Apologies if this is in the wrong forum.

I have a bit Nonlinear least squares fit problem. I have a pair of parametric equations (see attached, fairly nasty :frown: ).

in it, a b c x0 y0 z0 are all constant, and they are the values I want to determine from a nonlinear least squares fit to a given set of (u', v') data. (u', v') are a set of pixel locations of a curve in an image, and the equations attached describe that curve.

Now, to do a nonlinear least squares, I believe I have to get a single nonparametric function (e.g. of v' in terms of u'). To do this, I follow the standard steps of solving one of the equations in terms of t, and substitute into the other. This is where I fail.

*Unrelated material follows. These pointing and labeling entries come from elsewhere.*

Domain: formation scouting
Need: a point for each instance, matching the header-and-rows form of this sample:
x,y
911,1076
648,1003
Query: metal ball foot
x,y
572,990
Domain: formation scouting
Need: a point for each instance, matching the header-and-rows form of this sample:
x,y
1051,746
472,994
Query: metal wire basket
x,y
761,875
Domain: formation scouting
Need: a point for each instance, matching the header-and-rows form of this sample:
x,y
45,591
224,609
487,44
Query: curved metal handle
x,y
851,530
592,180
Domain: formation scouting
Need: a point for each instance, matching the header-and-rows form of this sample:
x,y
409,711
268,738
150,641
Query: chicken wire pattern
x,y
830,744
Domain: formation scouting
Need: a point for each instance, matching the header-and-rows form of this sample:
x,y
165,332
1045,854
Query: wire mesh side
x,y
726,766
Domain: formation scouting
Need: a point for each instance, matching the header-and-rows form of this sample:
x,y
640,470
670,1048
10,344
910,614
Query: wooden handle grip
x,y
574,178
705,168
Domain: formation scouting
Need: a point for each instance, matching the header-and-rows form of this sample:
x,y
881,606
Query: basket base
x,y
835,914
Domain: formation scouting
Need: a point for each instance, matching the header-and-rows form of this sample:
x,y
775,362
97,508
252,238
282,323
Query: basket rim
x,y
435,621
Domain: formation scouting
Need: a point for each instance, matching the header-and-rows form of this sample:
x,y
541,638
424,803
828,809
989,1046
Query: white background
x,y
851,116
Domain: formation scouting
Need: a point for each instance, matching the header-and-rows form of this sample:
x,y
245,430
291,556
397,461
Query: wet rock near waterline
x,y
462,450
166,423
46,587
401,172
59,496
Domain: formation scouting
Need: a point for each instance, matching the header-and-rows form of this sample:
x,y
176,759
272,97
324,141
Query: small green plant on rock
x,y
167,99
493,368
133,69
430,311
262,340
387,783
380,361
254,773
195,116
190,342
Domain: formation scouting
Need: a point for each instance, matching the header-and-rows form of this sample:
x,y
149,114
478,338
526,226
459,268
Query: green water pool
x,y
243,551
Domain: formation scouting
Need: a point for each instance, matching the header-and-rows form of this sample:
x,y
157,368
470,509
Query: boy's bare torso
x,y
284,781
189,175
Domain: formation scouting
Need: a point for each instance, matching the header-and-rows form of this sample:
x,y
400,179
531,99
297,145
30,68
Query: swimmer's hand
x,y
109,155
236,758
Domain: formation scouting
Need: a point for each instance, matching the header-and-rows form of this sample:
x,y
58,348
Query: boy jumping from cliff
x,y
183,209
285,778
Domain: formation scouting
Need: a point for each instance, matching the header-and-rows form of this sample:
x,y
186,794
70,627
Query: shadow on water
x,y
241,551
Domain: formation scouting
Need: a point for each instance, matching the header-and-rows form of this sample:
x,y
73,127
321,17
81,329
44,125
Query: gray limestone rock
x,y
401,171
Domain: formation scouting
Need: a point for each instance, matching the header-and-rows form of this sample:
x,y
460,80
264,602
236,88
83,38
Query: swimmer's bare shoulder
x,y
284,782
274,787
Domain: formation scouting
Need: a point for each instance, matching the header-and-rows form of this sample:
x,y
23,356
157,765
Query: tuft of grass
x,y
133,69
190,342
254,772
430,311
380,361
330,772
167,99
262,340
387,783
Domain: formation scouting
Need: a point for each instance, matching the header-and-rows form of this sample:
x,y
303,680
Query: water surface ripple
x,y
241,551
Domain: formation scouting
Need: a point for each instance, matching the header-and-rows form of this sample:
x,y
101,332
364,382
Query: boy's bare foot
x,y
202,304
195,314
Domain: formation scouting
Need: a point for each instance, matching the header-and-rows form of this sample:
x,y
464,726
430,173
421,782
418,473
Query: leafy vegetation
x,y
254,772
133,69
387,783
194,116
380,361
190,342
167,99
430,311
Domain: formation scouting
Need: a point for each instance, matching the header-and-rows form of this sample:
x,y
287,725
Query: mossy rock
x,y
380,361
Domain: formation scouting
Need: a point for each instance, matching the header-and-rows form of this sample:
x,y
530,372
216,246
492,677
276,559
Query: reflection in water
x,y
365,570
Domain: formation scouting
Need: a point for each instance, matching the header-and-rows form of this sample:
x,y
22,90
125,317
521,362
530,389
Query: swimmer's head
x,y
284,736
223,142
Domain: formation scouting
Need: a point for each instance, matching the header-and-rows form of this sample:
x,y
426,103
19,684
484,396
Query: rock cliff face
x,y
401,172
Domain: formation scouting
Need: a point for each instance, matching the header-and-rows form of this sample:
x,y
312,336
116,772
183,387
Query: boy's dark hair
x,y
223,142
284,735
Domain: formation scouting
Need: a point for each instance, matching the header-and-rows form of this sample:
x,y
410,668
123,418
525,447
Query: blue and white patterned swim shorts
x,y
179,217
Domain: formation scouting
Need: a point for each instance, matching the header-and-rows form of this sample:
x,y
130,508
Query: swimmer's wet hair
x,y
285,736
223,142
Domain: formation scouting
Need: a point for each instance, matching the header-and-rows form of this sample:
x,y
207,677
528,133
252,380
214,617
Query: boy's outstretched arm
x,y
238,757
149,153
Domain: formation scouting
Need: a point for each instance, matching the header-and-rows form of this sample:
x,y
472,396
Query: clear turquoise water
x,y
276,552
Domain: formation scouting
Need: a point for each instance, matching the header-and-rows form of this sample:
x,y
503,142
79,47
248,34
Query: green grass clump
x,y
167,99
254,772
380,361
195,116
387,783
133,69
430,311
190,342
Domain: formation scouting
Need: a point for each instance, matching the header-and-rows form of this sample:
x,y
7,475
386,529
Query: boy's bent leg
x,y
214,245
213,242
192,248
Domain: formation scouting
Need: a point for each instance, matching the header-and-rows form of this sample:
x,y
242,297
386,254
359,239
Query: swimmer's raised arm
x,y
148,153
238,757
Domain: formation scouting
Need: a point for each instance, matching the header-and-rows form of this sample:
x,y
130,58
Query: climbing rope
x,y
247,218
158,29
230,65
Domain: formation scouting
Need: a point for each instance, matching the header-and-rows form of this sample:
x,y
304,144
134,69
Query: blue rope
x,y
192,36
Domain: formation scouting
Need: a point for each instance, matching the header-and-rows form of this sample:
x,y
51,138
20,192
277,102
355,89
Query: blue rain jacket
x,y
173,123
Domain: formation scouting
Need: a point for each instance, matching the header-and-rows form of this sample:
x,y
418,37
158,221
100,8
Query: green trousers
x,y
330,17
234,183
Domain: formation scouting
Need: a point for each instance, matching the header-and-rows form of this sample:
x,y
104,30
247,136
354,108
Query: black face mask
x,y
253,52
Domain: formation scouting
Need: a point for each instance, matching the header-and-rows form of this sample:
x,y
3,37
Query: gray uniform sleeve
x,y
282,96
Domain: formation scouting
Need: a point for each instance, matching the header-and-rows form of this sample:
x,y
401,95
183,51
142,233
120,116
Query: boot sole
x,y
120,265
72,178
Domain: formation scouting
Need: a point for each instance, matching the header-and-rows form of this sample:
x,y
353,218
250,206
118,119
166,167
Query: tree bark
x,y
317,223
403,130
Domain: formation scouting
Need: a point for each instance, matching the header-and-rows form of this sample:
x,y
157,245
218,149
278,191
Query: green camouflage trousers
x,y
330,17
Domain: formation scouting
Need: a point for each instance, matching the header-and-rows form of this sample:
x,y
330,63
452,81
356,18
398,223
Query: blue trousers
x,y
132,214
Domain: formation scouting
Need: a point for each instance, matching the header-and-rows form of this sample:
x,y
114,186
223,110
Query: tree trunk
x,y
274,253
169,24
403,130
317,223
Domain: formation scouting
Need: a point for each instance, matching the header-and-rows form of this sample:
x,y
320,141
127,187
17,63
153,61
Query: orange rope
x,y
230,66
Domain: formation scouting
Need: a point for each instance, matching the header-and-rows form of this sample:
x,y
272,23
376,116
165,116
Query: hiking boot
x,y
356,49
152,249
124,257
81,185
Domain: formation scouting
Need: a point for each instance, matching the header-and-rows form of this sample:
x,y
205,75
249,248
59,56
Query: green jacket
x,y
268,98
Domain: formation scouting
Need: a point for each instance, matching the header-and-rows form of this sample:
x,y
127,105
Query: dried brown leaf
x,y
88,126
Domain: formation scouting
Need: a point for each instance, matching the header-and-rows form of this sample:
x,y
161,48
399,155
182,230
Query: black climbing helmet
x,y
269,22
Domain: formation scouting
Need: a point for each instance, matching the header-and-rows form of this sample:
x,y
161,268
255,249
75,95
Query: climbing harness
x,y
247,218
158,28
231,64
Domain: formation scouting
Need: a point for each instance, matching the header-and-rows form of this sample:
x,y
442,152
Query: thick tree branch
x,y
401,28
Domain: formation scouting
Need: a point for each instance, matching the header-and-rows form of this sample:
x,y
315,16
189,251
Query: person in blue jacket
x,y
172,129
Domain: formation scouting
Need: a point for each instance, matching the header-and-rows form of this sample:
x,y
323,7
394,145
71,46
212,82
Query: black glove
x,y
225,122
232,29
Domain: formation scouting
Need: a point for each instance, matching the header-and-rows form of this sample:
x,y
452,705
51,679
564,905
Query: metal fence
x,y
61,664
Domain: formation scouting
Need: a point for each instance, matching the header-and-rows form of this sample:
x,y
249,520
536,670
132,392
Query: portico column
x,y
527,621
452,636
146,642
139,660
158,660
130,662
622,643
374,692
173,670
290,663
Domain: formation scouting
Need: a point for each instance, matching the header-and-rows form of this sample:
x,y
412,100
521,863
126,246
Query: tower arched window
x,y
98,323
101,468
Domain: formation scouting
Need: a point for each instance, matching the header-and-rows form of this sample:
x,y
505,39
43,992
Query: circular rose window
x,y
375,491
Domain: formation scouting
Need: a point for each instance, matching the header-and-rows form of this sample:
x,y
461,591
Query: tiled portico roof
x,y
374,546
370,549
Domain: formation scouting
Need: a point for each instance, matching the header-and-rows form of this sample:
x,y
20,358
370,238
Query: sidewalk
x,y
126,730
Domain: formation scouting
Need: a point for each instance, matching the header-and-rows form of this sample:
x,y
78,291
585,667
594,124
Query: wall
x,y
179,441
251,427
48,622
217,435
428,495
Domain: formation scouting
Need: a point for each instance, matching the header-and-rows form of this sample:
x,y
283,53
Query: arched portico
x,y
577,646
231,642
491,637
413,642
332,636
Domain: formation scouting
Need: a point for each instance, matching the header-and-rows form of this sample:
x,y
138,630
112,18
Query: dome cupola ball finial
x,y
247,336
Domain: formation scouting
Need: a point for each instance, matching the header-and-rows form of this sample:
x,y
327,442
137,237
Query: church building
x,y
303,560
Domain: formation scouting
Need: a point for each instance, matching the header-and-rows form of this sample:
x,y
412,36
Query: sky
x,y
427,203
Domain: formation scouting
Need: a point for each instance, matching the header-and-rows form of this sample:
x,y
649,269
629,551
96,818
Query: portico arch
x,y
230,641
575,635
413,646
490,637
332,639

I have even used the 'solve' function in the Symbolic Toolbox in MATLAB to solve one of the equations for t, but simply get an error.

So, my questions are:
1) Am I right in saying I must get the non-parametric equation for the curve to get a nonlinear least squares fit to the data points? I assume that I do, because t is an extra variable that I a) don't need and b) have no information for.
2) Can a nonparametric equation for this curve be obtained (from the attached equations)? Why?

Ultimately, I would like to know if I can do a nonlinear least squares fit to these parametric equations. If I can't, or if it would prove very difficult, why?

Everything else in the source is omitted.